Sometimes this return to the book she’s been proud of for weeks or months can be a shocking experience. Sometimes it can be horrifying! Instead of discovering a healthy, bouncy newborn living and breathing in the manuscript she labored to write, the novelist finds an octogenarian existing solely on life support.
Cinderella’s clock has struck midnight, and it’s time for revisions.
Unlike edits which are minor changes as noted above, revisions may require anything from major changes in the plot to cutting unnecessary scenes and characters.
Rewriting and revising may be used interchangeably by some in the writing business; however, revising generally implies something a bit more labor-intensive.
Rewriting refers to such things as taking a paragraph or scene from the “telling” state to the “showing” state or changing a narrative part of a story to a scene.
In case this seems a bit muddled for beginning writers, let me give some examples to illustrate my points.
What is meant by changing “telling” to “showing” in rewriting: If the original prose says, “Mary told Ted she was leaving because she couldn’t handle his humming anymore. Ted was glad to see her go.” the scene becomes:
“I’ve had it, Ted. I can’t stand that never-ending humming another minute!”
“Your humming!
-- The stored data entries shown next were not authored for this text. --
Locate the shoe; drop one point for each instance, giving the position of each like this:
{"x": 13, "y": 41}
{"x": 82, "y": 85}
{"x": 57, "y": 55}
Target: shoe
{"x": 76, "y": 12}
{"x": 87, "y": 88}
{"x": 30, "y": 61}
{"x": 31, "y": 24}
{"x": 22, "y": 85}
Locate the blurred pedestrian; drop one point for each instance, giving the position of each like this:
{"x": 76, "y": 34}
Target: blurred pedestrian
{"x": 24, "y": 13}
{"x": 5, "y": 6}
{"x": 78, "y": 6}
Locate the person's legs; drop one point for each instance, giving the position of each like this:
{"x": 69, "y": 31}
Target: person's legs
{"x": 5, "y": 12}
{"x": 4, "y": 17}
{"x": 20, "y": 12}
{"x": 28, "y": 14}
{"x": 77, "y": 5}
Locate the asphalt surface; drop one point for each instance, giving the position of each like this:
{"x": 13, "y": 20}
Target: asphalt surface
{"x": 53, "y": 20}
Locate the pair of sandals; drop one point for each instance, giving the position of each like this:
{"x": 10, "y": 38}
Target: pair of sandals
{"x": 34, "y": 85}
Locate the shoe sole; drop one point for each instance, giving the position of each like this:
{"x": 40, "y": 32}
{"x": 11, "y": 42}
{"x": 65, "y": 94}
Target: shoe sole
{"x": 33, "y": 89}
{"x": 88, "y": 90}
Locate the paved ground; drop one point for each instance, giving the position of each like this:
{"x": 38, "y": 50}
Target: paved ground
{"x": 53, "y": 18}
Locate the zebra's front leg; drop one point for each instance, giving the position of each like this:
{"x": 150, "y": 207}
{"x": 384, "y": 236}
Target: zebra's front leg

You never stop! I can’t stand it!”
“I’ve been humming? I never noticed.”
Mary gave him a look that would frighten a gorgon. “I’m out of here!”
Ted scratched his head and grinned at the slammed door. “I wondered how long it would take her to get ticked off enough to leave.”
The above example is also an illustration of changing narrative (Mary told Ted she was…) into a scene. Rewriting would include doing the reverse to change a scene into narrative. Instead of creating a scene which may not be necessary because it would only slow the pace of the story without adding a lot of important information, the writer may choose to merely state the necessary information, particularly when transitioning from one scene to another.
Revision example: Character inconsistencies. If the first half of a novel clearly portrays a major character as strong and forceful and the second half portrays him as barely being able to decide whether he wants pie or cake for dessert, the book needs major revisions. The author will have to rewrite every scene featuring this character in order to be sure he has a consistent personality. When she does, what she rewrites will inevitably affect other characters’ actions/reactions and perhaps even the action of the plot. Thus the storyline, characters, many aspects of the book are in for big revisions. I don’t even want to think about the work involved in this type of necessary revision!
Revisions, rewrites and edits are all a part of taking a manuscript from first draft to publication. All are necessary; none are as much fun as writing the first draft, in my opinion. But if we writers want to go from first draft to publication, we’ve got to be willing to put in the time and energy necessary to make our books the best they can be.